I'm only early 30s, I know that people a lot older than me will think I'm being ridiculous, and I likely am. I'm not trying to make anyone older than me feel bad. Equally I've heard 23 year olds saying they feel like this so surely works both ways.
I've always been mistaken for younger which isn't necessarily a good thing, and I don't buy into the whole youth=beauty.
Aged 28/29 I was being asked if I lived at home and if I were a student. Now about to turn 32, I've lost so much fat from my face. The lines are starting, only very faintly, and when I look back at photos of myself from around 8 years ago there is a big change.
I now probably look around my age or slightly younger, and that is completely ok and normal.
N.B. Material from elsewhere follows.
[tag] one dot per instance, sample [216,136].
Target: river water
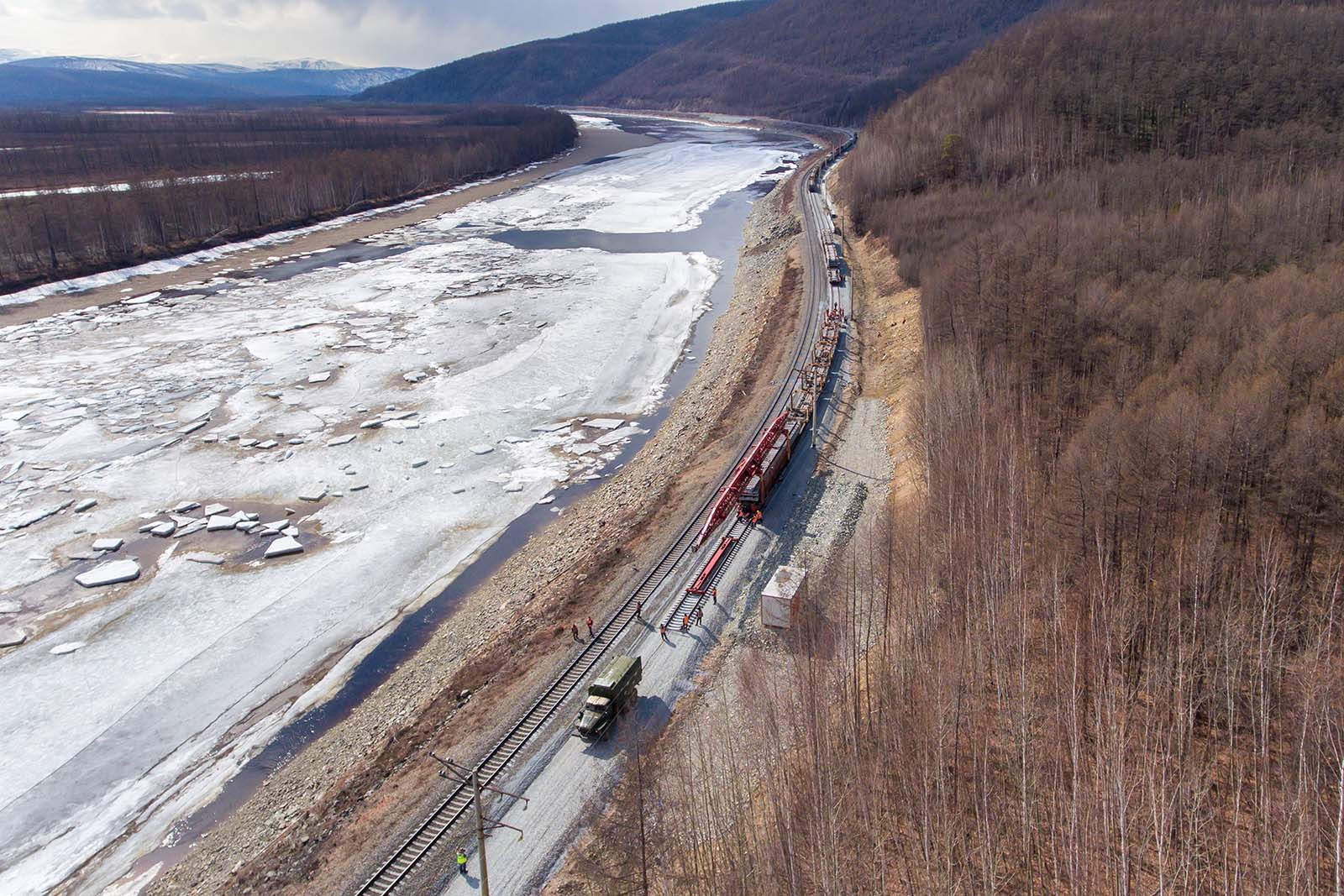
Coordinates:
[674,212]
It's just getting used to what feels like suddenly having a new face. I do look after my skin very well, I've lost that 20s glow but that's ok. I hope that makes sense, I'm just getting used to my older appearance. Most men don't even worry about this at all, it's ridiculous.
I qualified as a teacher which was not a good decision, because the behaviour in most schools now is abhorrent. It's not a career I enjoy and I regret training to be a teacher. I do TA work which I like but the pay is abysmal. Also do supply and I also work as a senior care assistant but I'm on around 24k a year because they are not high paying roles.
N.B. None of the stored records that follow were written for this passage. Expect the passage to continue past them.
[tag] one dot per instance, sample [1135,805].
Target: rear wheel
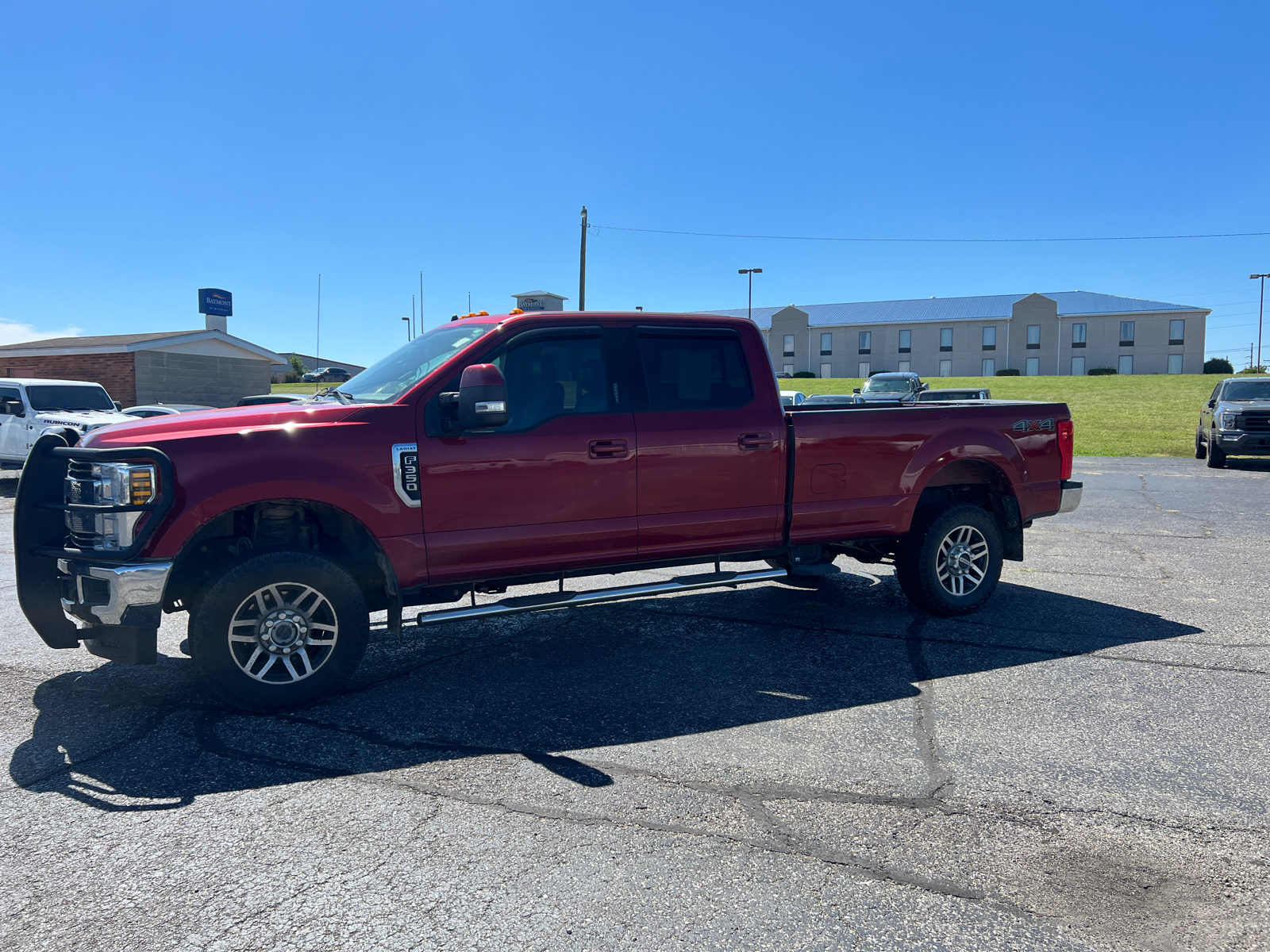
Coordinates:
[954,564]
[1216,455]
[279,630]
Supply pays well on a day to day basis but no holiday or sick pay. I can't get an NQT/ect position, I never make it to interview stage.
I'm applying for assistant manager roles in nurseries, senior non teaching roles in schools etc. But not sure I'll have any luck.
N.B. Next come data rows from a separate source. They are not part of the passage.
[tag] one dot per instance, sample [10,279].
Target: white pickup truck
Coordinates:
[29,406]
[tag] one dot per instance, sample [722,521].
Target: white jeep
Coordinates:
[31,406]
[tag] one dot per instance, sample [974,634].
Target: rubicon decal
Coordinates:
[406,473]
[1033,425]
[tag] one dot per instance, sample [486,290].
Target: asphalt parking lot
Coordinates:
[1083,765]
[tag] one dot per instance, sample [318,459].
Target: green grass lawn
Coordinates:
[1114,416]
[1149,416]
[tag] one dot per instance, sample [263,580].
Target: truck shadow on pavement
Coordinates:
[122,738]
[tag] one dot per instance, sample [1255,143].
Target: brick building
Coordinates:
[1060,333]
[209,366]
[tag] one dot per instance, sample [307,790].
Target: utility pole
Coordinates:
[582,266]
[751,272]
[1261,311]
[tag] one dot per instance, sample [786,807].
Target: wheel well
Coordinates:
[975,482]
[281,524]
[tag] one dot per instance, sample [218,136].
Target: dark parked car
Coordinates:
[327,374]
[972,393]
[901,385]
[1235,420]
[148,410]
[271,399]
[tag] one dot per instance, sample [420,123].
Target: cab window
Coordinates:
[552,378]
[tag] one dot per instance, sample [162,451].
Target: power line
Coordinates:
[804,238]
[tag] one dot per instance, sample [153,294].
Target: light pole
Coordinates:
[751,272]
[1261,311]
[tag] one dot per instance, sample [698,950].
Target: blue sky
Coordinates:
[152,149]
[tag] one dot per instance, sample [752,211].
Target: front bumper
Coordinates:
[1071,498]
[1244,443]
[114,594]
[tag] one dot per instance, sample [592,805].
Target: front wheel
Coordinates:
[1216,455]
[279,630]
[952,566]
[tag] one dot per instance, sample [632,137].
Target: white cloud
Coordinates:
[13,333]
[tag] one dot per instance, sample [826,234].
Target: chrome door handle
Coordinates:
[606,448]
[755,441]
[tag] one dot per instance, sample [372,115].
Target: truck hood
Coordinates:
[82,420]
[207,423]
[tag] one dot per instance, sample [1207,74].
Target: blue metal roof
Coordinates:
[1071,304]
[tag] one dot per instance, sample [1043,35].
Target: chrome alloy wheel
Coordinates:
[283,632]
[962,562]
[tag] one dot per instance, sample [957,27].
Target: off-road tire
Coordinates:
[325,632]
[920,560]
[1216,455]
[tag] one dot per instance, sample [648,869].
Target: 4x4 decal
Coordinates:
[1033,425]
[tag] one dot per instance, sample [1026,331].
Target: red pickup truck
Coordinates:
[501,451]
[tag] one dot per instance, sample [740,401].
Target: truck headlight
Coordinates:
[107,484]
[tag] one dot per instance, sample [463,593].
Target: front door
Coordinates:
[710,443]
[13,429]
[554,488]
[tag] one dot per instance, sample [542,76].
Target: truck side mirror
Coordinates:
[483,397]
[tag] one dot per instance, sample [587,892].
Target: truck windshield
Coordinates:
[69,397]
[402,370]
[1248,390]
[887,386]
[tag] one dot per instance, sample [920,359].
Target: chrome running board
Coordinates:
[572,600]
Ideally would like to be on at least 27/28k which isn't even that high compared to what many are on.
I don't drive because it's bloody expensive to learn as well as save for a house deposit and everything else.
I know I'm not doing badly in life, I am grateful for what I have. I'm just feeling a bit 'meh' and that I'm just getting older and stagnating. Feel like I can do better and that I'm going to be 40 in no time.
Sorry it's just a bit of a moan, not even sure where to start.